Monday, June 11, 2007

Stung

Well, the first sting for me was this weekend. The colony has been incredibly docile, and I've taken to just a hat, no veil or gloves and now usually just shorts and a tshirt when I go down to do any work. But, I wanted to get a few pictures this time, and of course was paying a lot less attention to what I was doing and put the frames back in the box roughly, upset the bees and paid the price. So, I'll post the pictures but please remember the cost :-)



Bees and the pool

I know it's been a while since I posted anything but work and the garden have kept me busy. I am going to echo here a thread that's been discussed recently on the local beekeeper mailing lists, with a personal angle. How to keep the bees away from our pool.

It seems bees like a water source that has a strong odor and Chlorine is one of those odors and so a pool becomes a great attraction. At first this was cool, we could watch the bees drinking from the edge, or from the string holding up the thermometer or drinking off the mat where people get in and out (which of course gets nice and wet). But, some days there's a lot of bees and sooner or later ....

So we experimented, we moved the mat so as not to have a really big and easy drinking source, we moved a waterer I had already made closer to the pool and we removed everything from the pool that could be a "float" for the bees to drink from.

The waterer itself was pretty simple, one of those large dog water dispensers (works like a water cooler) and with a little added honey-b-healthy it was pretty strong smelling.

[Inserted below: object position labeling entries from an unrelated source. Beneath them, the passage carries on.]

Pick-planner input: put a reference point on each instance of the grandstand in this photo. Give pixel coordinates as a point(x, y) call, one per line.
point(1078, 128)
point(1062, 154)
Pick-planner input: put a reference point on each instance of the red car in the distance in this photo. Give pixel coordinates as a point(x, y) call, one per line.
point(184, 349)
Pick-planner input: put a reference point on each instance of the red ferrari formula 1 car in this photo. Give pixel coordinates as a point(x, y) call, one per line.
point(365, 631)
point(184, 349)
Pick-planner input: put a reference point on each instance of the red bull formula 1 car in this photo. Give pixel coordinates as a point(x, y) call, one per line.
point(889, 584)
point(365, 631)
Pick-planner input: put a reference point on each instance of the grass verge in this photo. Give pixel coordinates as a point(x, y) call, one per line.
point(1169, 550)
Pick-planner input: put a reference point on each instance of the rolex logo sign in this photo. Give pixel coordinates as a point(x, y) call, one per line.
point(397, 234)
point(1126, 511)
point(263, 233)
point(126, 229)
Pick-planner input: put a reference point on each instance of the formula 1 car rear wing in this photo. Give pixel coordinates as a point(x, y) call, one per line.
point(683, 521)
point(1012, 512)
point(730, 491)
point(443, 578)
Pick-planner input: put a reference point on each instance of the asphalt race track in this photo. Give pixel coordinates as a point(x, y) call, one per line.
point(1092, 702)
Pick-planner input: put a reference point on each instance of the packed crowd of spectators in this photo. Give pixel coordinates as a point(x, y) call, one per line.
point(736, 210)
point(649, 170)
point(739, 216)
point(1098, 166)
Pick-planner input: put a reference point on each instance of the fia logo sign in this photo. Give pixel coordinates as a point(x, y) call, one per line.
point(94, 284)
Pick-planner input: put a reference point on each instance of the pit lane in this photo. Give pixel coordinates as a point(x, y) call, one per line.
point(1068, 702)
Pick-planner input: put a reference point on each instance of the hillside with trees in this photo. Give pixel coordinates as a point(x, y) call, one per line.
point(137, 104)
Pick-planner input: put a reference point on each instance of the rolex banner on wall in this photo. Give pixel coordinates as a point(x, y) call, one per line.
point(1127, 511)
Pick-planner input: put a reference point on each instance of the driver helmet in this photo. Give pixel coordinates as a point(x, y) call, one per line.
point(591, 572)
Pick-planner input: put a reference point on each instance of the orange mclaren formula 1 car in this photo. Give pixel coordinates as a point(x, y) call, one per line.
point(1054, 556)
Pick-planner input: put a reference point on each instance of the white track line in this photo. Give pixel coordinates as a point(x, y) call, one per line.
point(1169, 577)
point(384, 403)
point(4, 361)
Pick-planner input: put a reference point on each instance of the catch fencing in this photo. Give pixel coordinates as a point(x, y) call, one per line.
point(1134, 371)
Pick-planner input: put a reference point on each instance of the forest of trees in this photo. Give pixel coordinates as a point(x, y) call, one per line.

At first we put it next to the area where the bees had been drinking before and after a few false starts it worked. I had tried a simple plastic float to keep the bees from drowning in it but that seemed not to work so well so we fell back on the local do-everything tool of pine straw.

Now it seems very popular and while a few bees do fly around the pool on the way in and out it's the waterer they head for. So, day by day we've been inching it away from the pool and again it seems to be working.

While I don't claim this will work for everyone, and you never know it may not work for us for long, it's been an interesting exercise and certainly easier than trying to create a more permanent water source closer to the bees themselves.

Brushy Mtn English Garden Hive

For Melanie, the hive I chose to use comes from Brushy Mountain Bee Farm in North Carolina and is called the English Garden Hive. The hive is an 8-frame hive whereas the standard tends to be 10 frames per box;.Also the setup favors the use of medium boxes (6 1/4" frame) throughout for a standard size whereas a more usual hive employs deep hive bodies (9 1/8" frames) and a combination of medium and shallow (5 3/8") supers for honey production. Overall I like the hive a lot, it's easy to work with and not only do Brushy Mtn have a good selection of 8-frame equipment more and more catalogs provide it too.

This does mean it's easier to move boxes around however it does one significant drawback, if you see an advert for someone selling nucs don't get excited that you can fill your new hive with ready-made bees. Most people are still using the deep hive body combination and so most nucs out there for sale are going to have 9 1/8" frames and so they aren't going to fit into the medium supers in the garden hive. I guess until there are enough people doing things this way starting such a hive will be by package or by swarm.

The picture shows an 8-frame medium with the Brushy Mtn black superframe, a wax coated plastic foundation. Again I like the black for hive bodies as it makes eggs and larvae nice and easy to see.